Capecitabine’s safety profile reflects its conversion to 5‑fluorouracil, with systemic exposure linked to myelosuppression, gastrointestinal toxicity, hyperbilirubinemia, cardiotoxicity, and severe reactions in individuals with dihydropyrimidine dehydrogenase deficiency. Genotoxicity has been demonstrated through in‑vitro clastogenicity and in‑vivo chromosomal abnormalities associated with 5‑fluorouracil. High-dose animal studies showed reproductive toxicity, including estrous disruption, testicular degeneration, embryolethality, and teratogenic effects during organogenesis. These findings support a mechanism‑based risk for developmental toxicity.

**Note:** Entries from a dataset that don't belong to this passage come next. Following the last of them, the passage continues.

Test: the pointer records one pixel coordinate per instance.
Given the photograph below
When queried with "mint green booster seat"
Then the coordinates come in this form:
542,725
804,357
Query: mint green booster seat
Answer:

Capecitabine is a moisture‑sensitive prodrug, so solid‑state control and protection from humidity are important during manufacturing and storage. Its low aqueous solubility requires attention to particle size, solid‑state form, and dissolution performance to ensure consistent oral absorption. The API is intended for intact film‑coated tablets; crushing or splitting should be avoided due to stability and exposure considerations. Handling should minimize degradation and maintain uniformity of this enzymatically activated nucleoside derivative.

Capecitabine is classified as a small molecule. That classification shapes process design, impurity profiling, and analytical control strategies.

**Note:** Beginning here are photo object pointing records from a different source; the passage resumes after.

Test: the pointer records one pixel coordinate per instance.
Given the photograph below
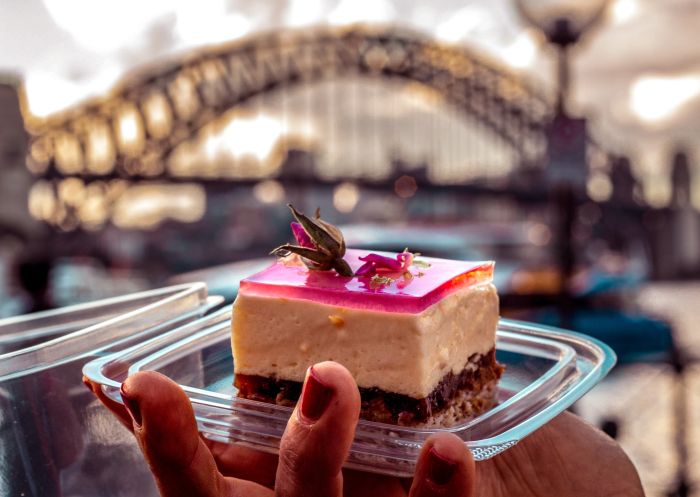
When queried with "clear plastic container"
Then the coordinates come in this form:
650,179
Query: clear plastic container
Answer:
547,371
55,437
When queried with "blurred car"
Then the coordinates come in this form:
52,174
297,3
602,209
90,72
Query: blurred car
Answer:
224,279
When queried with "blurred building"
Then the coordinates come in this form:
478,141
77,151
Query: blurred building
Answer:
16,179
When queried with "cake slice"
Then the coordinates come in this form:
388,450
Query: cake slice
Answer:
418,336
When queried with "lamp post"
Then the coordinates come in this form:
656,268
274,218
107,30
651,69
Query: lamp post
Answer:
563,23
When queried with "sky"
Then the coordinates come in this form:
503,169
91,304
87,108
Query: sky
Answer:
636,76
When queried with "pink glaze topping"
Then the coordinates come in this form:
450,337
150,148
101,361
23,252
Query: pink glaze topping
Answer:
408,294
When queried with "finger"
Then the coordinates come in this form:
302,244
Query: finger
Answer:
445,468
164,425
319,433
243,462
117,409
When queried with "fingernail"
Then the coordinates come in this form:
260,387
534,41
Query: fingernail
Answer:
440,469
87,384
132,406
315,397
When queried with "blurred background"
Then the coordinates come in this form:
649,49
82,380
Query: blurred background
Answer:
145,143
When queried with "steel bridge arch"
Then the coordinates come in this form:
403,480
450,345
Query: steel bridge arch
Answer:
132,131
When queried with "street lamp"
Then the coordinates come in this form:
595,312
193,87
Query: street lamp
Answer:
563,22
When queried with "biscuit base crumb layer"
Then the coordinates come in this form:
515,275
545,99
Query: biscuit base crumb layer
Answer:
456,398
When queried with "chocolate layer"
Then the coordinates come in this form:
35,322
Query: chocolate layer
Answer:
388,407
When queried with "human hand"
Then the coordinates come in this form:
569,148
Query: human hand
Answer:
312,451
565,457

Capecitabine tablets are moisture‑sensitive, so the film coating helps maintain solid‑state stability and protect the low‑solubility prodrug. The tablets should be swallowed intact because crushing or splitting can compromise stability and alter exposure. Administration with food affects absorption, so maintaining the intended oral dosage form and conditions of intake is important for consistent performance.